Q. What's your outlook for the tech sector in Asia-Pacific in 2007?
We'll consider this from two perspectives: first, the vendor (seller), and second, the end user (buyer).

For the vendors, it is becoming increasingly difficult to penetrate enterprise customers due to market saturation. This will be a major challenge for enterprise vendors in the tech sector in 2007 in Asia-Pacific. Hydrasight also expects continuing consolidation among software vendors.

It's also becoming harder for vendors to compete just on product functionality. In fact, we believe that functionality now has limited importance as a differentiator (for tech vendors selling to enterprise customers). We believe that it is solution delivery, including services and business outcomes, that will determine winners and losers in the tech sector in 2007 and beyond.

The tech market for midsize organizations remains confused, with too little differentiation and vendors that 'flip flop' on their targets. This results in a lack of long-term commitment, with many SME vendors chasing 'trends', hence making this market unstable. Even still, there will be growth in SME because there are always new small and midsize companies starting up, particularly in countries such as China and India but also Indonesia, Thailand and Vietnam.

The tech market for midsize organizations remains confused, with too little differentiation and vendors that 'flip flop' on their targets.

From the end-user perspective, we expect to see growth in areas such as server virtualization, plus workgroup-driven analytics and business process management. Overall, we expect relatively flat enterprise IT budgets to continue in 2007.

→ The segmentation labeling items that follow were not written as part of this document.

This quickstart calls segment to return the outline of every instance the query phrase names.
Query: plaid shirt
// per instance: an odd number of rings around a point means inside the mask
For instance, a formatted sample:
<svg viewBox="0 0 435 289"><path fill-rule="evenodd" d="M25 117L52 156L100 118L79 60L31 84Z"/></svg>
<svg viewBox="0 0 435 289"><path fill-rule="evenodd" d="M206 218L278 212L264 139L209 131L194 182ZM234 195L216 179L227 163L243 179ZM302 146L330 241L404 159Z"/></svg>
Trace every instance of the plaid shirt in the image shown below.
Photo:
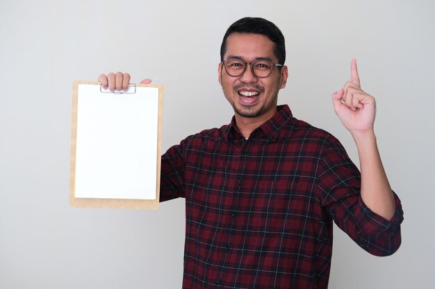
<svg viewBox="0 0 435 289"><path fill-rule="evenodd" d="M162 157L161 200L186 198L183 288L326 288L333 221L359 246L389 255L403 219L375 214L338 141L288 106L245 139L228 125Z"/></svg>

However, this will mask several spending patterns, including doing 'more with same' (as opposed to doing 'more with less'), and continued spending by business units outside of the control of the IT organization.

What are the top 3 market drivers?
The first is a combination of optimism and amnesia in regard to the ability for new technology to achieve improved business outcomes. This will be strengthened by refresh cycles as we continue to climb out of the post-Y2K 'trough' in regard to major IT capital investment.

The second is the desire for improved business processes, via the assumption that investment in BPM (business process management) will improve business process automation and business outcomes

Of interest, although not a top 3 driver, we also expect to see social and environmental issues coming into the agenda in 2007. This will be driven by rising consumer interest and demand.

Name three hot tech markets/technologies that would be worth investing in and why?
Investments can be looked at from at least two perspectives: financial investments and IT purchasing investments.

In terms of financial investments, it's been suggested that the top three to four global software companies realize most (75%+) of the profits. This, therefore, makes them a sound investment. To balance that--with a little risk--it would be prudent to punt on a few startups with a good chance of being the 'next big thing'. Of these, social computing seems to be the most 'trendy' at present. Overall though, investments seem to continue to lack the lustre of pre-2001. Worse, we expect to see 'fast rises and faster demises' among new IT startups in future.

As for IT purchasing decisions in the enterprise, we see vertical-specific focus, particularly in areas like the Payment Card Industry (PCI) data security standard, plus an increasing gulf between the organizations that are willing to make investments in IT to improve innovation and performance, and those just wanting to do 'more with same'. The latter will continue to be subject to budget pressures and (often failed) outsourcing arrangements.